Will Oman’s .om domain follow in the footsteps of .co? Or .cm? Or neither?
The country-code top-level domain is set to be transferred to a new manager following an ICANN vote this coming Thursday.
The redelegation is one item on a unusually light agenda for the board’s July 28 telephone meeting. It’s on the consent agenda, so it will likely be rubber-stamped without discussion.
The domain is currently assigned to Oman Telecommunications Company, but the new owner is expected to be the national Telecommunications Regulatory Authority or an affiliated entity.
The Omani TRA was given authority over the nation’s domain names by Royal Decree in 2002.
It has already successfully had the Arabic-script ccTLD .عمان approved by ICANN for use as an internationalized domain name, but the IDN has not yet been delegated.
AusRegistry International this March won a $1.3 million contract with the TRA to provide software and services for the .om and .عمان registries.
At the time, the TRA said it planned to market both Latin and Arabic extensions to increase the number of domain registrations.
The .om ccTLD is of course a .com typo, like .co and .cm, but squatting is not currently possible due to its strict registration policies.
Only Omani entities may register .om domains today, and only third-level domains (such as example.com.om and example.net.om) may be registered.
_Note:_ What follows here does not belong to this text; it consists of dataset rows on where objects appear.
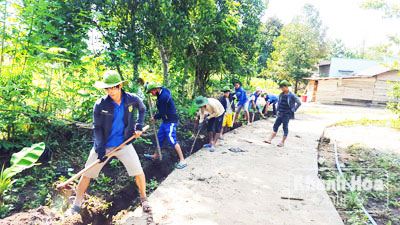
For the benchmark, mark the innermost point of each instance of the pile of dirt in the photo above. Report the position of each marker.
(41, 215)
(96, 210)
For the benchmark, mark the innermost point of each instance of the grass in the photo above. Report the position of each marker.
(372, 165)
(392, 123)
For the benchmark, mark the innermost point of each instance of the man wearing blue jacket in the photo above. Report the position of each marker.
(288, 104)
(253, 101)
(270, 99)
(166, 113)
(243, 102)
(113, 123)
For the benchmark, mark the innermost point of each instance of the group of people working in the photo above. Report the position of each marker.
(113, 123)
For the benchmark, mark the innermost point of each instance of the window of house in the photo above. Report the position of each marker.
(346, 72)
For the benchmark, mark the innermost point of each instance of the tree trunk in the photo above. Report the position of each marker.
(2, 35)
(201, 78)
(164, 54)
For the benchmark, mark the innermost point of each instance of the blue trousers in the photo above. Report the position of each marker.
(283, 118)
(167, 131)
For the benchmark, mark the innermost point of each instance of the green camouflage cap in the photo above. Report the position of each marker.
(200, 101)
(152, 86)
(284, 83)
(111, 78)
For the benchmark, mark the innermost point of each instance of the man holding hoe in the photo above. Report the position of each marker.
(253, 101)
(288, 104)
(113, 123)
(243, 103)
(167, 113)
(215, 118)
(227, 103)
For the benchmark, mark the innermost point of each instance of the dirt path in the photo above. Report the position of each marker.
(249, 187)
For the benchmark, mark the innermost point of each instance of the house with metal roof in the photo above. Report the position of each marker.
(353, 82)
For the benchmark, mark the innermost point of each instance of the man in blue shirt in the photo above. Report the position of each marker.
(253, 101)
(288, 104)
(113, 123)
(167, 113)
(270, 99)
(243, 102)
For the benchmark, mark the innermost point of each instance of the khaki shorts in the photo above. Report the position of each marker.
(127, 155)
(228, 120)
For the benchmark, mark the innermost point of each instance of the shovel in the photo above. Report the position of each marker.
(154, 128)
(110, 154)
(198, 132)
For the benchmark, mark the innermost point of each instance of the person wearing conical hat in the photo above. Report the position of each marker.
(227, 102)
(166, 113)
(253, 101)
(113, 123)
(214, 120)
(288, 104)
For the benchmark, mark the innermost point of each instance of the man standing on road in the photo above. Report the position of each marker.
(243, 102)
(227, 103)
(253, 101)
(215, 119)
(288, 104)
(113, 123)
(270, 99)
(167, 113)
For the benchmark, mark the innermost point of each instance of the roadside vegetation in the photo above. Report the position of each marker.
(52, 52)
(377, 190)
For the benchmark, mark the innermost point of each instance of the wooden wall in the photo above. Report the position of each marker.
(382, 87)
(368, 91)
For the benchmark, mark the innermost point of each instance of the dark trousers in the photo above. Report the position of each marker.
(215, 124)
(283, 118)
(273, 108)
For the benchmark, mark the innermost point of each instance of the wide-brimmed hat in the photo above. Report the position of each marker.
(200, 101)
(152, 86)
(111, 78)
(226, 88)
(284, 83)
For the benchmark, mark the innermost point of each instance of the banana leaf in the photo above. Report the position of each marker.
(24, 159)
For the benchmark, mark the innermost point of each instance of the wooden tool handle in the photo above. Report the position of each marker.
(110, 154)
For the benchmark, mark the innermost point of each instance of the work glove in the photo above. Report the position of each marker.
(101, 156)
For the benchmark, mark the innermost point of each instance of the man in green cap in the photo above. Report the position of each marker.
(215, 118)
(288, 104)
(167, 113)
(227, 102)
(113, 123)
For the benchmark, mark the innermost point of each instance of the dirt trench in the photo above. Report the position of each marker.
(93, 211)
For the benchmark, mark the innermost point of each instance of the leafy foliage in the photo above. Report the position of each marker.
(20, 161)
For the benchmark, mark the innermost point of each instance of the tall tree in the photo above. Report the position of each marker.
(122, 28)
(167, 21)
(224, 35)
(269, 32)
(311, 18)
(295, 54)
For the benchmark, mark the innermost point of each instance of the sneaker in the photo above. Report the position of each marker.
(73, 210)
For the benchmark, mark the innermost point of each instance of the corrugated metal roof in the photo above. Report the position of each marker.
(324, 62)
(341, 67)
(373, 71)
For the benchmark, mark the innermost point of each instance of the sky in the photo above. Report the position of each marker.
(345, 19)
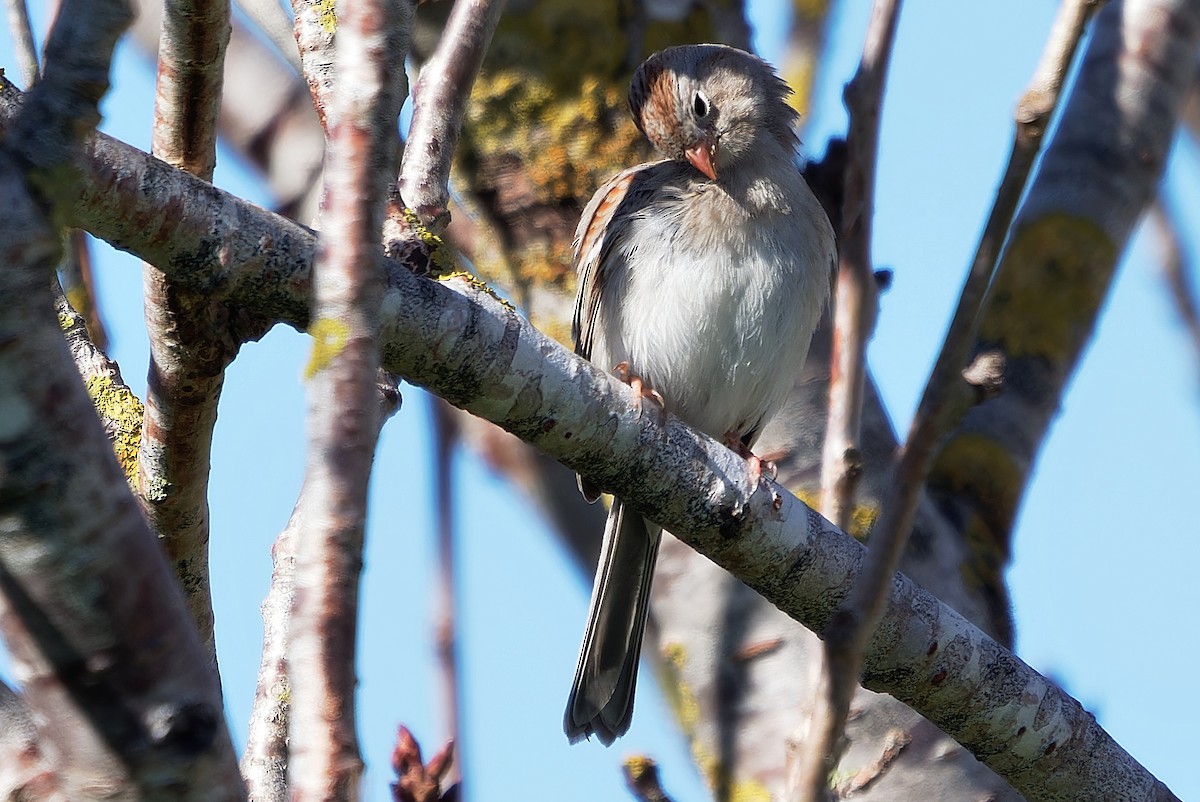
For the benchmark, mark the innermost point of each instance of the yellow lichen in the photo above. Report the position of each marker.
(441, 256)
(1054, 275)
(478, 285)
(327, 11)
(978, 466)
(562, 124)
(679, 696)
(862, 516)
(715, 774)
(329, 337)
(637, 766)
(121, 412)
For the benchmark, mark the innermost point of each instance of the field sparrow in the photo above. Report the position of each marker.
(701, 277)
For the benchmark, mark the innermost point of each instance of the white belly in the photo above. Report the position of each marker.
(720, 334)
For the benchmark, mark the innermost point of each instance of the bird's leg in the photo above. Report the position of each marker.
(756, 465)
(643, 390)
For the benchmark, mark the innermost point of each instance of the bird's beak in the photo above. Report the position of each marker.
(702, 155)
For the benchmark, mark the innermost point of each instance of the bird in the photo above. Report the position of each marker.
(701, 279)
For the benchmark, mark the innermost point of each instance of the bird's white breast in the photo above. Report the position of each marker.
(717, 306)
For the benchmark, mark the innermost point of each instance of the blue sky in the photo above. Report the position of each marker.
(1105, 544)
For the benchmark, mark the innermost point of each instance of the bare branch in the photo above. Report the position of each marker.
(315, 25)
(79, 283)
(189, 352)
(445, 436)
(264, 764)
(417, 780)
(849, 633)
(856, 294)
(343, 408)
(1177, 269)
(438, 103)
(263, 106)
(856, 309)
(83, 585)
(23, 41)
(276, 25)
(457, 340)
(642, 779)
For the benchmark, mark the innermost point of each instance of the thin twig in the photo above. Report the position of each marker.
(445, 436)
(642, 779)
(498, 366)
(417, 780)
(1177, 268)
(264, 765)
(343, 399)
(79, 283)
(856, 307)
(852, 626)
(187, 351)
(856, 292)
(113, 717)
(276, 25)
(23, 41)
(438, 103)
(315, 24)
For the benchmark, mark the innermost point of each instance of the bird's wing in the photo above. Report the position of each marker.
(605, 222)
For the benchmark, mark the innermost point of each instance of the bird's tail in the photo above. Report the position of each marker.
(601, 700)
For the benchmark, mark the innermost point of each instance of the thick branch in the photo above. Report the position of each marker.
(460, 342)
(889, 536)
(343, 410)
(483, 358)
(841, 466)
(1091, 189)
(189, 348)
(23, 41)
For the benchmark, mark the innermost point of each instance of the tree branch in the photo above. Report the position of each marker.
(811, 761)
(1092, 186)
(23, 41)
(189, 349)
(455, 339)
(856, 293)
(1177, 269)
(443, 90)
(343, 410)
(91, 617)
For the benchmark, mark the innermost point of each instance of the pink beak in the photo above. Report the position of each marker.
(701, 156)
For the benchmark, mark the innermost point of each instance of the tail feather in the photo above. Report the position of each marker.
(601, 700)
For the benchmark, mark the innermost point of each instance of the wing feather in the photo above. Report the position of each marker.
(604, 225)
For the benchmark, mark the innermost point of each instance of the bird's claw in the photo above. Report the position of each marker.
(757, 466)
(643, 391)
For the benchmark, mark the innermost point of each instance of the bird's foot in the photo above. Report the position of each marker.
(645, 391)
(757, 466)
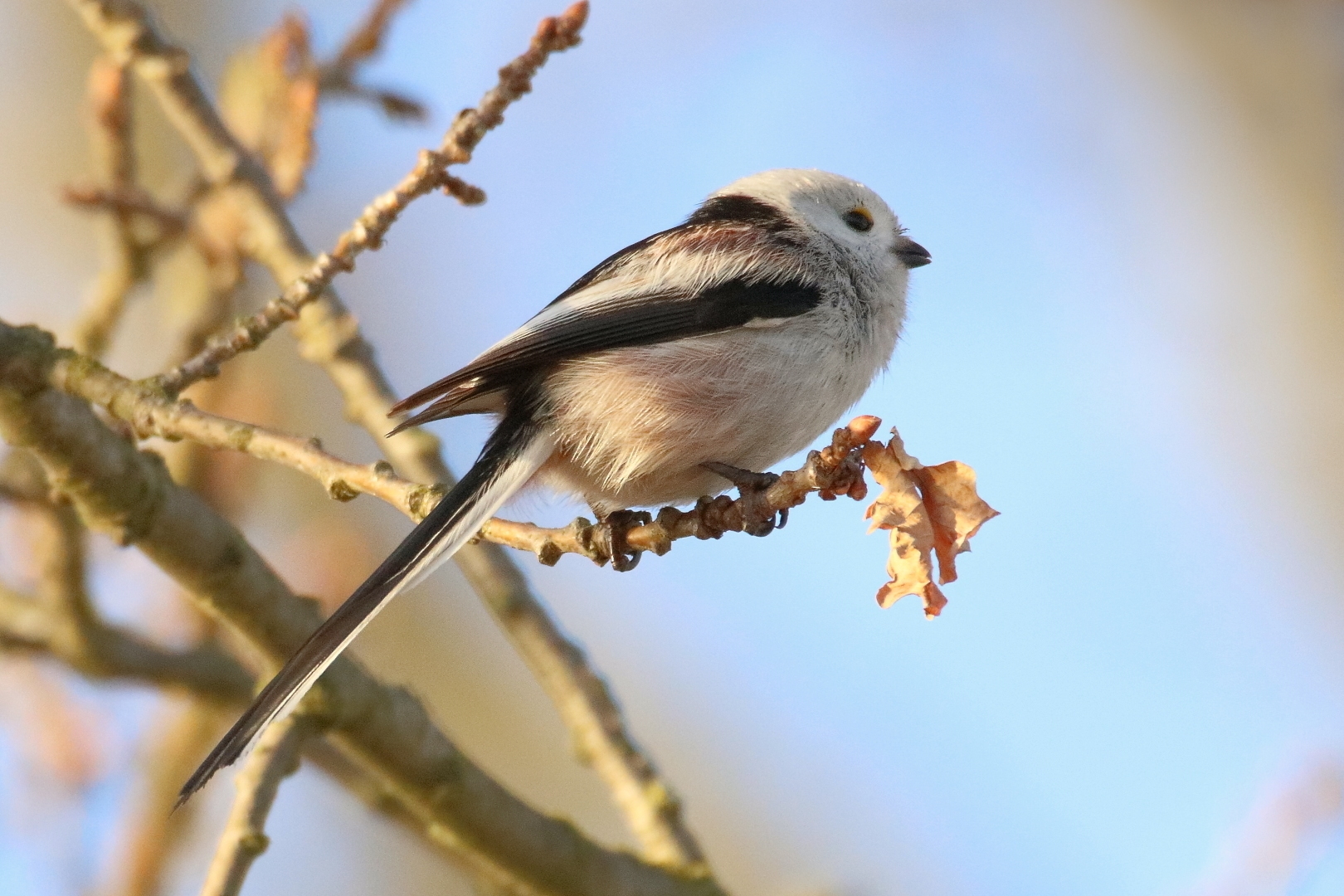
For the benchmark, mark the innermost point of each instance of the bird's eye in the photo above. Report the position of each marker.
(858, 219)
Domains may not be resold.
I have no particular reason to believe this situation will change under new stewardship, but it will certainly be worth keeping an eye on the TLD for possible policy changes.
When Cameroon’s .cm opened up, it implemented a widely vilified blanket wildcard in an attempt to profit from .com typos.
Colombia’s .co of course took the responsible route, disowning wildcards and embracing strong anti-squatting measures, even if its mere existence was still a headache for some trademark owners.